Journal l'Humanité :
Uzeste ou la contre-attaque de l’artCharles Silvestre, paru dans l'édition du 14 août 2004.
Le festival de Bernard Lubat du 18 au 22 août.
On croit Uzeste à bout de forces. Expert en crise(s) économique, politique, culturelle. Fil du rasoir, haute voltige, unique dans sa farouche indépendance, ce qu’on ne lui pardonne pas. Dernier règlement de compte en date, le maire socialiste de ce village, dont le cardinal archevêque de Bordeaux disait que sa célébrité lui venait de son festival, a fait couper l’électricité du légendaire Estaminet. Ce qui fait dire ironiquement à Bernard Lubat dans le journal Sud-Ouest : " Quel dommage qu’il n’y ait pas une municipalité de gauche à Uzeste ! "
La réplique d’Uzeste Musical pour son édition 2004 (18 août - 22 août) est une sorte de longue transversale, très au-dessus des histoires de clocher, quand le ballon arrive là où l’on ne l’attend plus : Du gascon au créole !
Le coup de génie, c’est l’irruption des quatre as de Claude Nougaro : en hommage au chanteur disparu, ses compagnons d’origine, Eddy Louiss, Maurice Vander, Luigi Trussardi, et Lubat lui-même, qui ont entamé une grande tournée et réalisé un CD dont la sortie est prévue à la rentrée, seront là, et bien là. Non seulement on les retrouvera en concert le jeudi 19, mais selon la coutume d’Uzeste, à nulle autre pareille, on les retrouvera tout du long, à la manière d’une troupe à ( re)découvrir sous des formes imprévues.
Par exemple, le vendredi 20 août, ce duo très attendu : Eddy à l’orgue et Lubat à l’accordéon, intitulé l’Enfance de l’art. Si la confrontation n’est pas nouvelle pour les connaisseurs, surtout dans les Uzeste du début, la soirée dans laquelle le duo s’inscrit risque de lui donner un sens particulier. Dans cette " Nuit du Créolien " ( encore la présence de Louiss ), il y aura du Bernard Manciet, de l’Édouard Glissant, porte océane de la poésie, et la béguine de Zigui no’t, groupe venu de la Martinique et dont le choc avec les Gascons style Minvielle promet beaucoup.
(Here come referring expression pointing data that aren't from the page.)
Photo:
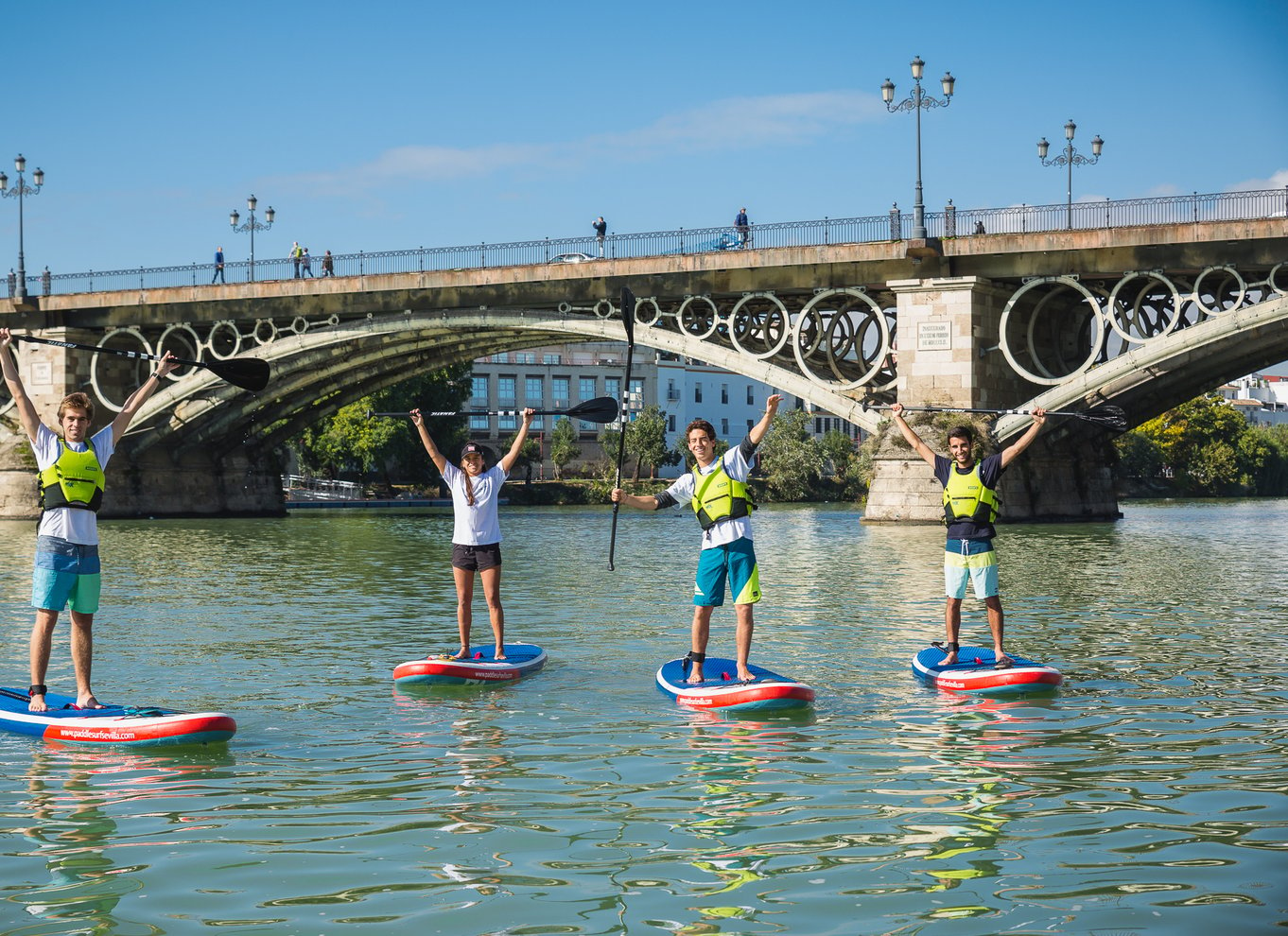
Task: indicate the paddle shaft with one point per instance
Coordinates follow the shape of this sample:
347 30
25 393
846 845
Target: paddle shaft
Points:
629 323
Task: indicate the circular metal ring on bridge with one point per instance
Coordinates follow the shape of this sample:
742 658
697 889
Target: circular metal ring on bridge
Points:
1148 316
224 340
1224 298
698 317
844 331
183 340
264 331
758 324
648 321
1273 278
1064 334
125 373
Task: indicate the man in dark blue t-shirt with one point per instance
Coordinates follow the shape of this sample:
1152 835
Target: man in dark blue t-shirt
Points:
970 508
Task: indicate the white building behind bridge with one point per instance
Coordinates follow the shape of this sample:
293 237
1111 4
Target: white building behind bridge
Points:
1262 398
562 376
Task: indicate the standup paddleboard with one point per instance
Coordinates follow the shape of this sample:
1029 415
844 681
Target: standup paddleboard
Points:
722 691
131 725
974 672
520 659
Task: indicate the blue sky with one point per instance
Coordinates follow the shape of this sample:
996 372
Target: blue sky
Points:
387 125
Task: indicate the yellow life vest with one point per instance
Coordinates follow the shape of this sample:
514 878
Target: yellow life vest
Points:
74 480
721 497
966 497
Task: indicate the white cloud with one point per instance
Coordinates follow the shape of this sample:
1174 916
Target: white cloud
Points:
742 123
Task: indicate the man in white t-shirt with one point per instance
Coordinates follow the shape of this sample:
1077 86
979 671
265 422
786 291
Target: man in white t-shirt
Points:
716 488
71 481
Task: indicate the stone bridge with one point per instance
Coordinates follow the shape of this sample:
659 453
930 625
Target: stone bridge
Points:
1144 317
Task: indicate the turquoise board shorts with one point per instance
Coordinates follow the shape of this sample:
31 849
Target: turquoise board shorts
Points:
970 561
64 573
733 564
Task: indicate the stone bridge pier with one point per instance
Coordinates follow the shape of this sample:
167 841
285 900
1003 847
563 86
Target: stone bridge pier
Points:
143 474
949 355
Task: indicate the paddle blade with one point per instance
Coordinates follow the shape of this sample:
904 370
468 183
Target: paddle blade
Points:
600 409
249 373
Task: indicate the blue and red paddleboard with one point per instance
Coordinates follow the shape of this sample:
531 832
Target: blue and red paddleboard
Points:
725 693
974 672
480 668
128 725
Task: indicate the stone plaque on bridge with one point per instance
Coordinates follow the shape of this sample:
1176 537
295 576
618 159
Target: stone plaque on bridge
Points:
934 337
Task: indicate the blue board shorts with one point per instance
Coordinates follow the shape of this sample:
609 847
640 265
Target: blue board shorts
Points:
64 573
733 564
971 561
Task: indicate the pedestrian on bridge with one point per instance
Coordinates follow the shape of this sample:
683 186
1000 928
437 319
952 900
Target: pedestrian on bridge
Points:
716 490
970 509
743 227
71 491
476 530
600 227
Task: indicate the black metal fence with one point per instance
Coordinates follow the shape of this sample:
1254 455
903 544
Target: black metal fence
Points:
894 225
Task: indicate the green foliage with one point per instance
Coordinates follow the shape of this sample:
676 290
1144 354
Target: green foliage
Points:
791 459
351 443
1207 445
563 445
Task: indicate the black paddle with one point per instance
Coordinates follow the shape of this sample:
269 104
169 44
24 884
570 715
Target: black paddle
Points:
1104 415
600 409
249 373
629 323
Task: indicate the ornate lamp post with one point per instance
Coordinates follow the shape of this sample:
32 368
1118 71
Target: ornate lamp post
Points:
21 189
252 225
1070 157
918 100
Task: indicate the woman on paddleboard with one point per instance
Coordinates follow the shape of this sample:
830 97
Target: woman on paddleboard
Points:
477 532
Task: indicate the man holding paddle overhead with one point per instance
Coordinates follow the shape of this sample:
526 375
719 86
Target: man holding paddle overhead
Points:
718 492
970 508
71 490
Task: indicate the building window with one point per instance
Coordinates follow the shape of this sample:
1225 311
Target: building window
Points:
561 391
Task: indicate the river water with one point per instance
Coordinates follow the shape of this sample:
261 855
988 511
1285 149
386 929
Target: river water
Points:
1145 797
Uzeste profusion : quand on est petit en taille, il faut voir grand ! ou encore pratiquer la devise d’André Benedetto : " de l’obstacle faire le passage ". Donc on attaquera le mercredi 18 par des surprises, un Léo Ferré allô le temps avec Richard Martin de Marseille et Lubat, et un Henri Texier " Strada " Sextet.
Autre surprise, le centenaire de l’Humanité, comme événement historique, carrément poéïlitique, surgira grâce au film de Pascal Convert et d’Artistes et associés, déjà projeté à La Villette, le 18 avril dernier, et qui à Uzeste donnera lieu à une mise en musique symphonique dans le cadre du festival. Le centenaire sera d’ailleurs l’occasion d’un débat avec Roland Leroy à propos du livre édité au Cherche-Midi.
On retrouvera encore Marc Perrone, François Corneloup, des films, la librairie de la Maison de la mémoire en marche, Georges Didi- Huberman, Didier Daeninckx, Radio Uz, et bien sûr la Compagnie Lubat.